The Snowden situation may be the final straw that would break Obama’s back but it shouldn’t be cited as the chief reason for canceling a summit with Putin. It is merely the latest evidence of Putin’s disdain for his American counterpart and for the U.S. in general and presents Putin with an opportunity—albeit one he didn’t seek out but that landed in his lap when Snowden showed up in Moscow weeks ago—to embarrass Obama.
More important and distressing has been Obama’s silence amid the worst human rights crackdown in Russia; this silence is deafening, demoralizing, and dangerous, for it feeds into Putin’s thinking that he can get away with human rights abuses and pay no price. The administration’s public and repeated rejection of the policy of linkage—saying that human rights problems will not affect the broader relationship—has sent Putin a green light to engage in egregious behavior. It’s past time to fix that mistake.
The Sochi Olympics
While he should cancel his meeting with Putin in September, President Obama should not go along with the suggestion of some in Congress calling for a boycott of the Sochi Olympics next February, similar to the 1980 boycott of the Moscow Olympics over the Soviet invasion of Afghanistan. Instead of punishing our athletes by a boycott, the American president should stay far away during Putin’s moment of glory. Other Western leaders should do the same.
In 2012, European leaders refused to join their teams participating in the soccer championships hosted by Ukraine because of the ongoing imprisonment of former Prime Minister Yulia Tymoshenko. This sent a serious snub to Ukrainian President Viktor Yanukovych in what was otherwise a proud moment for the Ukrainian leader.
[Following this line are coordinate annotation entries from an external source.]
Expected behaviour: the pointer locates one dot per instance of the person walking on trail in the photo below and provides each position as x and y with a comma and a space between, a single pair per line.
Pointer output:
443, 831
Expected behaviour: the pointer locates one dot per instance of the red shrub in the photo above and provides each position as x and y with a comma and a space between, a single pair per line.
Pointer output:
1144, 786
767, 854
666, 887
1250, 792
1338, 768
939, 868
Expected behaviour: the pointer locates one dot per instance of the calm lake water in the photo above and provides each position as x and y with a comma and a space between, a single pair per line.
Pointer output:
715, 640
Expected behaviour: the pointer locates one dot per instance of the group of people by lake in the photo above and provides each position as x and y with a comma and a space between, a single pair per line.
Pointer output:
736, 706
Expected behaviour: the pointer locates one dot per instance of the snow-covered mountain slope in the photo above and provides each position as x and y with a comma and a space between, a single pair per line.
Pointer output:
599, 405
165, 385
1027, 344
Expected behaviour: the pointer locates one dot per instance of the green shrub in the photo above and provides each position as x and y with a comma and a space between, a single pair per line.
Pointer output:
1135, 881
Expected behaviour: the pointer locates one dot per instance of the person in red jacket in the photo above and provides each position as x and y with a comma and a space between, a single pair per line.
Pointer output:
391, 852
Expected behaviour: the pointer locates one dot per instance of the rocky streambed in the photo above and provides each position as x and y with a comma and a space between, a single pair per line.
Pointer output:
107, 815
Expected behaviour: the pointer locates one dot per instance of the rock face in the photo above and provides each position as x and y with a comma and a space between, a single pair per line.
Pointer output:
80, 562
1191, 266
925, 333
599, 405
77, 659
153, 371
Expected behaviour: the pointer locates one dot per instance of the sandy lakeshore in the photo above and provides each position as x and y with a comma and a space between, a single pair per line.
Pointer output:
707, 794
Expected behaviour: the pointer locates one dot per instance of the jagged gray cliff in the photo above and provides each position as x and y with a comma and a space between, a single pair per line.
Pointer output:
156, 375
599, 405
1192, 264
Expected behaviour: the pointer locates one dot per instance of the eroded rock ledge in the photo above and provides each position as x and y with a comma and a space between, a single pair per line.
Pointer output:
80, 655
The situation in Russia is exponentially worse than that in Ukraine. Now Russia’s leading opposition figure is facing five years in prison, and a dead man has been convicted. Enough is enough of Putin’s bullying, thuggish and abusive behavior. Obama and other Western leaders have better interlocutors to meet with than Vladimir Putin. They should make other plans now, both for early September and again next February during the Winter Olympics.